Good example of troubleshooting BSOD. The first Podnutz podcast also deals with BSOD problems at boot up. Podnutz is a relatively new podcast on DIY computer repair. Well worth listening to:

http://podnutz.com/

Kirk says, March 25th, 2008   

sometimes , mostly motherboard is the damage when there’s nothing u can see in the monitor.

z0iid says, March 26th, 2008   

If you can boot into the windows recovery console, you can run “chkdsk /r”. You can run ntfsdos from the Ultimate Boot CD, but you don’t get the chkdsk options. You can just run it, but not in repair mode.

First attack for blue screens? F8 and select “last known good configuration”. Occasionally, this does actually work. If that doesn’t, I do an harddrive scan (using the Ultimate Boot CD) based on the manufacturer of the HD. This may take some time, but sometimes you will find that the hard drive is “failing” and should be replaced.

At this point, you can slave up the drive and backup important files.

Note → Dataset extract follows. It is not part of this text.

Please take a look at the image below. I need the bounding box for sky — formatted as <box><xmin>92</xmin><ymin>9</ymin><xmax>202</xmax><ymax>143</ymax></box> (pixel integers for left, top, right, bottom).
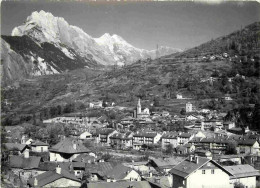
<box><xmin>1</xmin><ymin>1</ymin><xmax>260</xmax><ymax>50</ymax></box>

If the drive still isn’t “visible” as a drive letter when slaved up, but shows up in mass storage devices - then you may need to use recovery software. My software of choice is EasyRecovery Professional.

As Martin says, occasionally you run up against bad memory or a processor, but the majority of the time (and I do this for a large organization) it has something to do with the harddrive or filesystem.